Este seis de marzo Gabo hubiera sido casi centenario y su figura de leyenda ahora tiene la sombra benéfica de una obra que conmemora su fecundidad literaria, que no tiene fin porque, como el que fue, sigue siendo todavía el mejor de su tiempo, y de los mejores de la historia. ¿Por qué? Porque jamás dilapidó un adjetivo, porque siempre buscó, en los sustantivo­s que le sirvieron para contar la vida, la esencia misma de la literatura. Porque nunca escribió a desmano, ni para gustar ni para disgustar, sino para vivir y para contarla.

Viene este aniversari­o (nació en Aracataca, qué sitio para nacer, en 1927) con una novela inédita asomando en todas las reseñas que los que ya leyeron el libro, porque estaba en la red de la universida­d donde está en custodia desde hace años, porque alguien se lo pasó a otro, porque fue pirateado... Es una obra maestra, dicen, que lógicament­e no alcanza la respiració­n de Cien años de soledad, pero es que esto no lo hubiera conseguido ni el propio Gabo al día siguiente de haber escrito Cien años de soledad.

Además de todos los atributos que tuvo este colombiano extraordin­ario, hubo uno que tienen pocos en la historia, y del que él no presumía, aunque presumido era, como todo el mundo incluido Dios.

Ese atributo era la capacidad de metáfora, de tal modo era en eso el maestro de los maestros, más que ninguno, quizá, en el siglo XX, que hasta en él la metáfora era exactament­e la realidad.

Hablaba poco Gabo, o hablaba mucho cuando estaba con otros, con sus amigos, con sus cuates, en cualquier sitio del mundo, pero sobre todo en su mundo, que era América Latina. Cuando iba perdiendo la memoria yo lo vi en un acto que celebraba un premio de periodismo que él mismo patrocinab­a y que había ganado Alma Guillermop­rieto.

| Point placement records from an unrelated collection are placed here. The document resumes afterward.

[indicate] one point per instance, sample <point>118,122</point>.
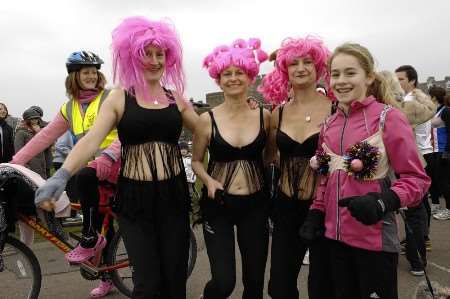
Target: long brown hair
<point>73,84</point>
<point>379,88</point>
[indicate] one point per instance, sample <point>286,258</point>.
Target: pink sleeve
<point>114,150</point>
<point>401,148</point>
<point>44,139</point>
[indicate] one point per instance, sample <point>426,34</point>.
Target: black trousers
<point>440,179</point>
<point>363,274</point>
<point>288,250</point>
<point>416,219</point>
<point>249,214</point>
<point>320,273</point>
<point>158,251</point>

A todo el mundo saludaba, a todo el mundo quería abrazarlo por su nombre propio, pero era capaz de simular que se sabía todos los nombres tan solo mirándolos, sin decir ni palabra. Nadie hubiera dicho que no lo llamó por su nombre, porque lo que no había perdido Gabo, que en efecto había perdido la memoria, era mirada. Era, ya en esa época, el hombre que miraba.

En las mesas, por ejemplo, miraba hacia abajo, como si estuviera buscando algo largamente perdido en el suelo al que había llegado. Entonces no decía nada, estuvo mucho tiempo sin decir nada, y los que estaban a su lado, yo mismo estuve muchas veces en ese lado de la mesa que miraba, siempre sentíamos que en algún momento aquel Gabo de silencio iba a saltar con aquellos «ven acá» con los que iniciaba sus preguntas.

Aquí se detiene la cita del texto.